One approach to enabling research despite data sequestration is to move computation to the data rather than moving data to the researcher. UK Biobank, for example, has shifted analysis to a secure cloud-based Research Analysis Platform that generally does not allow researchers to download individual-level data. Other groups are experimenting with trusted research environments and federated learning, in which algorithms aggregate insights without exposing raw records.

One such model, says Singhal, is LillyTuneLab, which develops AI models trained on decades of pharma giant Eli Lilly’s drug-discovery data. LillyTuneLab uses a federated data gathering and analysis mode, explains Singhal, in which AI developers combine internal company data with data from “outside their walls” that allows “third-party biotechs access to their models, as long as those third-party biotechs then contribute data back”.

A braver new world

As China and the USA struggle for AI domination, scientists in other countries risk being sidelined. For biomedical scientists such as Fu in Groningen and Li in Shanghai, the danger is that medical AI becomes a set of national, and corporate, products trained in geopolitical isolation: powerful, but brittle and serving their political and commercial owners, with weaker external validation and hidden bias.

Ultimately, says Frangi, a balance must be struck between protecting national data and ensuring global inclusivity to make sure that synthetic data are “a tool for universal clinical progress rather than a source of new health inequalities”.

And will patient interests get sidelined along the way? In an analysis of patient consent and UK Biobank published last year (G. Barn, Med. Health Care Philos. 28, 533–547; 2025), University of Amsterdam researcher Gulzaar Barn warned that amid the fast-paced nature of AI-assisted genetic research, certain approved uses of UK Biobank data in the past by private companies, specifically insurance and direct–to-consumer genetic testing firms, arguably fell outside their original intent.
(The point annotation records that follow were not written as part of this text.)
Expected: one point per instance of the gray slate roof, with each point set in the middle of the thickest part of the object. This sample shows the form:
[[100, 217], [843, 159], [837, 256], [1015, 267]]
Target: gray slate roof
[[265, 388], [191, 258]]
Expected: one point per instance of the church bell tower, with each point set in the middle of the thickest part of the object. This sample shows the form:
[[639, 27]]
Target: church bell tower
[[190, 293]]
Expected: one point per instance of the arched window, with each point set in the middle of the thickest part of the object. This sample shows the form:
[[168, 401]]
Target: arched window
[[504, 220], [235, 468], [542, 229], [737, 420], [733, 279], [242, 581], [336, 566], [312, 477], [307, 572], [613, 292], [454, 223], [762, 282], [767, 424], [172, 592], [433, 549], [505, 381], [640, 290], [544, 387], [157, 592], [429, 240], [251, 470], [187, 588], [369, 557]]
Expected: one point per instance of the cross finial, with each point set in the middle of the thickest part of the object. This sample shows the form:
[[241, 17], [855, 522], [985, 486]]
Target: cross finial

Naomi Allen, chief scientist for UK Biobank, says that the biobank was first created in 2012, during an era when “there was no such thing as a trusted research environment”. She says that steps were subsequently taken to ensure that no data were supplied to the insurance industry or to any unapproved entities. UK Biobank acknowledges that many AI innovators now draw from its data, and Allen says, “We’re in the process of reviewing our AI policy.”

The promise that AI will improve medicine for everyone depends on something less glamorous than algorithms, Fu argues: it depends on rules that make sharing healthcare and biomedical data safe, reciprocal and worth it. The payoffs for medicine will be significant, she insists. “But to do it, we will need to get data much better integrated and harmonized across many different countries and world regions.”

Economist Dianne Coyle, at the University of Cambridge, suggests that nations outside the American and Chinese AI superpowers act together to form an independent AI industrial model. They could follow the example of Europe’s hugely successful Airbus project in the aerospace sector, which saw European countries banding together to develop numerous rival types of commercial aircraft.

Coyle says that she understands why smaller nations are fearful of the AI superpowers. “One of the things that is causing data barriers to go up is the sense that if the Chinese or American companies use that data, they’re going to develop the products first, and they’re going to get all the value,” she says. “So, I can understand why countries are starting to put up barriers.”

But Coyle frames the choice as moral as well as strategic, because when data are repurposed for geopolitical advantage or proprietary AI systems, questions about consent and benefit-sharing intensify. “We want all of our citizens to be able to benefit from it,” Coyle says about the use of healthcare and biomedical data in powering AI development, “and the model of a few billionaires harvesting these data resources to make more billions is not very attractive”.